Former-commit-id: 7a3ea2bf796c3f31fdf7d1c441b12b8ec52acf50
---
 wordfreq/__init__.py | 16 +++++++++-------
 1 file changed, 9 insertions(+), 7 deletions(-)

diff --git a/wordfreq/__init__.py b/wordfreq/__init__.py
index 4790282..85e4711 100644
--- a/wordfreq/__init__.py
+++ b/wordfreq/__init__.py
@@ -21,6 +21,14 @@ DATA_PATH = pathlib.Path(resource_filename('wordfreq', 'data'))
 # for the fact that token boundaries were inferred.
 SPACELESS_LANGUAGES = {'zh', 'ja'}
 
+# We'll divide the frequency by 10 for each token boundary that was inferred.

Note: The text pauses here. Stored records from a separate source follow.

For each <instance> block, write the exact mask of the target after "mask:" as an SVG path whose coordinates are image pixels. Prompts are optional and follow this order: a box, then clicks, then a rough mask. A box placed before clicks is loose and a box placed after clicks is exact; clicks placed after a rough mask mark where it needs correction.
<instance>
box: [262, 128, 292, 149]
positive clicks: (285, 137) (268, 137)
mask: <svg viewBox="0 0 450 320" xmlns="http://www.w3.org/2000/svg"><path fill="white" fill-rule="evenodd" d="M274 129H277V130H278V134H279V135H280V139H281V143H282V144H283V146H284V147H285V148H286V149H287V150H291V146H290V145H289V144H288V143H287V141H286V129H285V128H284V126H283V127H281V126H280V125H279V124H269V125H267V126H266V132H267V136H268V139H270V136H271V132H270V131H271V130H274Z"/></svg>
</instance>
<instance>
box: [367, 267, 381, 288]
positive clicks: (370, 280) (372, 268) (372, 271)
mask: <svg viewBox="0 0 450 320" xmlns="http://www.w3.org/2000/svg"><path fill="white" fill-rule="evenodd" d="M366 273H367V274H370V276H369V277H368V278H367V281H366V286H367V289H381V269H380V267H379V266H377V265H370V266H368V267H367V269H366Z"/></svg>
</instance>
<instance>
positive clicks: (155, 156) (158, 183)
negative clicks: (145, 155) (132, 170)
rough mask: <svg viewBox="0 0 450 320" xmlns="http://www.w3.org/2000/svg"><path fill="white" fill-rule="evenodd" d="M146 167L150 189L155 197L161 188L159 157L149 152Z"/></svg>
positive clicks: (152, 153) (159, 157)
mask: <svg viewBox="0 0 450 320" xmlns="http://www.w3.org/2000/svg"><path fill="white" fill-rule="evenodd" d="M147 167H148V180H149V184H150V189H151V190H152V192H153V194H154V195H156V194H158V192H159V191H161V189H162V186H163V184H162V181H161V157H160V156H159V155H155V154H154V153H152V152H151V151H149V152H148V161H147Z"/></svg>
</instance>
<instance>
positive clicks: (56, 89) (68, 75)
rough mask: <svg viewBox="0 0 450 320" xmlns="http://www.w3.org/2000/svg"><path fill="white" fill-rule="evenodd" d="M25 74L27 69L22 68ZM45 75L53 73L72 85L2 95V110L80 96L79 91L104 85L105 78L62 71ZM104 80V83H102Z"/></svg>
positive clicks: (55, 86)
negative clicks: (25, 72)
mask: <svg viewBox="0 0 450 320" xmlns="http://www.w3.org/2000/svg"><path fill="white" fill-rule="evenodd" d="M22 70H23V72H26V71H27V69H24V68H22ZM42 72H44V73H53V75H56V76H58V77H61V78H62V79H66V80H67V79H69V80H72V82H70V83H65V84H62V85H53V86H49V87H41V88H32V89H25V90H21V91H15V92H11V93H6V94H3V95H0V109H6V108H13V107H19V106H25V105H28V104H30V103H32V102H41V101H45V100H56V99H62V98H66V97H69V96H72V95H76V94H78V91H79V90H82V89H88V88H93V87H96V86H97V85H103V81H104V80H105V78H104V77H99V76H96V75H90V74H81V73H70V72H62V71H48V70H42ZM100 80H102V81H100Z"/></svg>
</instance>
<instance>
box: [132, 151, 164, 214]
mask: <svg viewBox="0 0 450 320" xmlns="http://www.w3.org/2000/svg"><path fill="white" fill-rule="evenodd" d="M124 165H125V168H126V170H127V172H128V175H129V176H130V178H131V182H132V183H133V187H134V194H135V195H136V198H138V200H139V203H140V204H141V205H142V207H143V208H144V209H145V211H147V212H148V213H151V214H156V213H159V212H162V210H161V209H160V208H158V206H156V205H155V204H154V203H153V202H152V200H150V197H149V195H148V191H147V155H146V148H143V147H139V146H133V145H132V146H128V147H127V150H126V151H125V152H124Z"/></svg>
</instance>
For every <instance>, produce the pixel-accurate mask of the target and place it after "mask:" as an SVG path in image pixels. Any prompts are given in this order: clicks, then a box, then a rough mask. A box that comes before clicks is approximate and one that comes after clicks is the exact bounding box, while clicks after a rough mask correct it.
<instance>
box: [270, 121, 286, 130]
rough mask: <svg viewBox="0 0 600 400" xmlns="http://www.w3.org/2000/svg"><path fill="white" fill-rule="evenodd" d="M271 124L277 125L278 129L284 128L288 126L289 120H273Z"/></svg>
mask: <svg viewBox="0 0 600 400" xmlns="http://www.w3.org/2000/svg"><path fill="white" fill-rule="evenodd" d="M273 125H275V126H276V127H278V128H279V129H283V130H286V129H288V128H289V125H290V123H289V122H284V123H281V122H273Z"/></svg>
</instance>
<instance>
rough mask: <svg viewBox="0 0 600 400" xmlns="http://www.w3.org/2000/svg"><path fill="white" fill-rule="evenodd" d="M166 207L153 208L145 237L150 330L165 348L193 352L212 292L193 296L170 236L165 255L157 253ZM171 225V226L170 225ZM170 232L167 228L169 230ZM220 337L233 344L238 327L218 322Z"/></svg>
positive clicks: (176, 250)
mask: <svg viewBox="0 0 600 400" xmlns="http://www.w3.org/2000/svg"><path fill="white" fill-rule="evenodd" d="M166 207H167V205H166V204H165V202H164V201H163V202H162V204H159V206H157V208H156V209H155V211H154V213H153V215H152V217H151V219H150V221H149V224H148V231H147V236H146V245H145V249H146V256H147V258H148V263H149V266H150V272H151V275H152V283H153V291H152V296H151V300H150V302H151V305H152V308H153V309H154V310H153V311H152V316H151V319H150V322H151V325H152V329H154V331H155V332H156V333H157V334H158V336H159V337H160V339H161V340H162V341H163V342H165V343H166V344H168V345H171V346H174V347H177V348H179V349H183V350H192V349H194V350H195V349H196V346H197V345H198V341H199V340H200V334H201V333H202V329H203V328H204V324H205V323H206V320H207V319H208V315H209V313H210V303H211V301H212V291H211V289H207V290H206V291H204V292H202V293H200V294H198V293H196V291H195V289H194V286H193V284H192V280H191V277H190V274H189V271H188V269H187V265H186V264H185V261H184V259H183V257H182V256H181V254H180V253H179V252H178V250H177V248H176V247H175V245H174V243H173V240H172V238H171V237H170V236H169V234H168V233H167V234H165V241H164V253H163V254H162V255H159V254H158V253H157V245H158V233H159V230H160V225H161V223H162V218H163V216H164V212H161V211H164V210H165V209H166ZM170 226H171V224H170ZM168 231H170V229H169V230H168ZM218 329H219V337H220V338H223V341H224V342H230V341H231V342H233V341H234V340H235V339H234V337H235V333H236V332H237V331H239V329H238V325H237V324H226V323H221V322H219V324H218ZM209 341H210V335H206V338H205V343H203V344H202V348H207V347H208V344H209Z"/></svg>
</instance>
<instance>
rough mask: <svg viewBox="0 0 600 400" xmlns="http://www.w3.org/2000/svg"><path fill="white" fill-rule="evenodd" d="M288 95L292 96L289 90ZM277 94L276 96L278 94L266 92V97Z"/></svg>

+# (We determined the factor of 10 empirically by looking at words in the
+# Chinese wordlist that weren't common enough to be identified by the
+# tokenizer. These words would get split into multiple tokens, and their
+# inferred frequency would be on average 9.77 times higher than their actual
+# frequency.)
+INFERRED_SPACE_FACTOR = 10.0
+
 # simple_tokenize is imported so that other things can import it from here.
 # Suppress the pyflakes warning.
 simple_tokenize = simple_tokenize
@@ -190,13 +198,7 @@ def _word_frequency(word, lang, wordlist, minimum):
     freq = 1.0 / one_over_result
 
     if lang in SPACELESS_LANGUAGES:
-        # Divide the frequency by 10 for each token boundary that was inferred.
-        # (We determined the factor of 10 empirically by looking at words in
-        # the Chinese wordlist that weren't common enough to be identified by
-        # the tokenizer. These words would get split into multiple tokens, and
-        # their inferred frequency would be on average 9.77 times higher than
-        # their actual frequency.)
-        freq /= 10 ** (len(tokens) - 1)
+        freq /= INFERRED_SPACE_FACTOR ** (len(tokens) - 1)
 
     return max(freq, minimum)